The problem in a nutshell: The ratio of retirees to active workers in the U.S. will balloon. As retirees sell stocks and then bonds to support themselves, there will be fewer younger investors to buy those securities, keeping a lid on prices. Meanwhile, strong demand from boomers and a limited supply of workers will boost the prices of goods and services the boomers need.

Mr. Arnott is the founder and chairman of Research Affiliates LLC in Newport Beach, Calif. He is well known in the fund world as the portfolio manager hired by Pacific Investment Management Co. to run Pimco All Asset and Pimco All Asset All Authority —as well as for creating fundamental indexes that weight components by measures such as corporate earnings rather than stock-market value.

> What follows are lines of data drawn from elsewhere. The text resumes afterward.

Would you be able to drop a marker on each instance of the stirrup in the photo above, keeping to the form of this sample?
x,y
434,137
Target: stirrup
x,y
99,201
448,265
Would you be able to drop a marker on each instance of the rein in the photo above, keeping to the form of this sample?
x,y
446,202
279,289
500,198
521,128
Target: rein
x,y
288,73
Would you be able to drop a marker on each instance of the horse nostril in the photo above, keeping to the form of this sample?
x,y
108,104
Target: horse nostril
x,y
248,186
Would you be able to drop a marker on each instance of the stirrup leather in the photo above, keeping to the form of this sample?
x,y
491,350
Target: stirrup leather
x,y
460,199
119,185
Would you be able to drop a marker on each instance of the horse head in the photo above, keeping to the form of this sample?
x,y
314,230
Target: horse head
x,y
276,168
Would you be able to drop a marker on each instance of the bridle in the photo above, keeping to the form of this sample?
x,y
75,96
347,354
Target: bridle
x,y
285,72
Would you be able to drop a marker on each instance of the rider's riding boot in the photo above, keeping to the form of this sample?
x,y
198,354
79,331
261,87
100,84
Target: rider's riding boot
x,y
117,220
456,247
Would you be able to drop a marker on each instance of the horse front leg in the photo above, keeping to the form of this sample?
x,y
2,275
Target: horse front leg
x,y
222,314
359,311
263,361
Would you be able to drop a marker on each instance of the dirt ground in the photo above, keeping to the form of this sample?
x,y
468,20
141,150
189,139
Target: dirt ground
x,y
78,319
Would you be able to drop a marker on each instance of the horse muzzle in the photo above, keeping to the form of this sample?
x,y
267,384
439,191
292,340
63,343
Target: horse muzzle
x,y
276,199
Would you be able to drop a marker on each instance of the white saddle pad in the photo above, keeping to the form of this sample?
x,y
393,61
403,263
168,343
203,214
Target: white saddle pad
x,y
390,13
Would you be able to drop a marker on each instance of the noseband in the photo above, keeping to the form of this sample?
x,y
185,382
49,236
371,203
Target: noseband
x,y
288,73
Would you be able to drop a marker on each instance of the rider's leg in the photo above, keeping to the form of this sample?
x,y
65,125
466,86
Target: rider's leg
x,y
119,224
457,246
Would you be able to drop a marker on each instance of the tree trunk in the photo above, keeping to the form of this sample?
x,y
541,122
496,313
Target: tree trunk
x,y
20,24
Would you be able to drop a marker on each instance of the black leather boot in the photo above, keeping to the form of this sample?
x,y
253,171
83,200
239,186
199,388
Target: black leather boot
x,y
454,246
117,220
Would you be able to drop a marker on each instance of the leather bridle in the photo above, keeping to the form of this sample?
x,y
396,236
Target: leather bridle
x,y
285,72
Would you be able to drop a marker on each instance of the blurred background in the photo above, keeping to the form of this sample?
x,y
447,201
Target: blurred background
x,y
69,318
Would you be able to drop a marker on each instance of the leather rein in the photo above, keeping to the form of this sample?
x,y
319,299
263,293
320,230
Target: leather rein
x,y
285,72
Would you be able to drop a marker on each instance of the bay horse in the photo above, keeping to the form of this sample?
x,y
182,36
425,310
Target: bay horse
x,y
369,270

At age 57, Mr. Arnott's interest in boomers is personal, as well as professional. Here are edited excerpts from a recent discussion:

WSJ: When you talk about a changing relationship between the numbers of retirees and workers in the U.S., how dramatic a shift from past decades are we looking at?
Mr. Arnott: This very year, for the first time in U.S. history, the population of senior citizens rises faster than the working-age population. Less than 10 years ago, when the baby boomers' kids were coming into the labor force and the very skimpy roster of Depression babies was retiring, we had 10 new additions to the working-age cadre for each one new senior citizen.

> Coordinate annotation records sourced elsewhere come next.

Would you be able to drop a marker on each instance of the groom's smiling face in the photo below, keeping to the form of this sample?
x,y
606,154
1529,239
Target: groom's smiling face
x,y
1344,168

It goes to 10-to-1 in the opposite direction in 10 years. There will be 10 new senior citizens for each new working-age citizen. If that's not a political, economic and capital-markets game changer, I don't know what is.

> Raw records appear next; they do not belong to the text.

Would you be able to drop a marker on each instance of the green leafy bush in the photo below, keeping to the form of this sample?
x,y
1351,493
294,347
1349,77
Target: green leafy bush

WSJ: How does this changing mix of retirees and workers affect the investment returns that boomers can look forward to over the coming decades?
Mr. Arnott: Rates of returns are likely to be anemic and are likely to become more so for those who save later. I'm smack in the middle of the boomers. I was born in 1954. And by the time I reach 65 years old, the prospective forward-looking returns will have to be pretty skinny. That's by the end of this decade.

For U.S. stocks, the history of the last 100 years shows real [that is, inflation-adjusted] earnings and dividend growth of about 1.25% a year. Add that to the current dividend yield and you've got about 3.5% of real return. Add in inflation of, say, 2% or 2.5%, and you're looking at 5.5% or 6% [before inflation] a year.
Now with the interconnected influence of demography, debt and deficits, we're likely to see considerably slower economic growth than in past years. So I view stocks as having a forward-looking return of 5%, give or take, over the next 10 to 20 years.

If bonds are priced to give us, let's say, 2% to 4%, that means your balanced portfolio is likely to deliver 4%. Net of inflation and net of taxes, that's awfully close to zero real after-tax return....MORE
In addition, that 100-year record was achieved while the U.S. economy was ascending to the position of largest the world has ever seen.
And it was done without the deadweight of Federal debt and with a much younger population.